For whatever reasons, he wanted me to go. There was nothing else I could say or do. I just had to wait, and watch the consequences coming at me. Nothing I could do would stop what was going to happen. I had sworn to myself that I would never again feel helpless in this life; to that end, I had trained myself and remained vigilant. But now, all over again, I was a victim.

I felt very tired. I returned the towel to the receptionist on my way out, and when I got home I was happy to get in a shower, get even wetter, and then put on some dry clothes. I sat in my reclining love seat, began rescreening one of the movies I'd rented, and without a premonitory blink I fell asleep.

 

Someone had hold of me, and I wrenched my arm away.

“What? Stop!” I mumbled, heavy with sleep.

“Lily! Lily! Wake up!”

“Jack?

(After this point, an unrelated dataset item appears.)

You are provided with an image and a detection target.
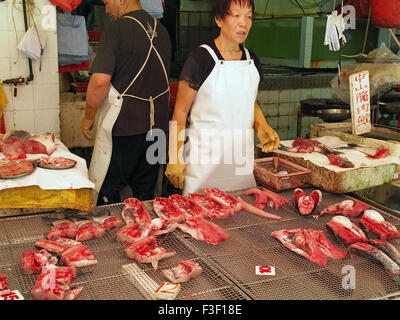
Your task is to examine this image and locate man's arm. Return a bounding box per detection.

What are you doing here?” I focused on him with a little difficulty. I wasn't used to napping, and I found it disagreed with me.

“I got a phone call,” he said, his voice clipped and hard. “Telling me I better get back fast, that you were in trouble.”

“Who would have said that?”

“Someone who didn't want to leave a name.”

“I'm okay,” I said, a little muddled about all this, but still pretty sure I was basically all right. “I just fell asleep when I left Claude's office. You won't…you're going to be really mad when I tell you what's happened.”

“It must have been something, to make you sleep through karate class,” Jack said. I peered past him at the clock. It was seven thirty. I'd been asleep about two hours, I realized with a great deal of astonishment. I could count the naps I'd taken as an adult on the fingers of one hand. “How are you feeling?”

“Pretty good,” I said. “Let me go clean up a little. My mouth is gummy. I can't believe I feel asleep.”

When I came back from the bathroom I was sure I was awake, and I knew I felt much better. I'd washed my face, brushed my teeth, and combed my hair. Jack looked calmer, but he was angry now, the false phone call having upset him badly.

“Did you try calling me before you rushed back from Little Rock?” That would have left the puzzle of who had called him, but relieved his anxiety.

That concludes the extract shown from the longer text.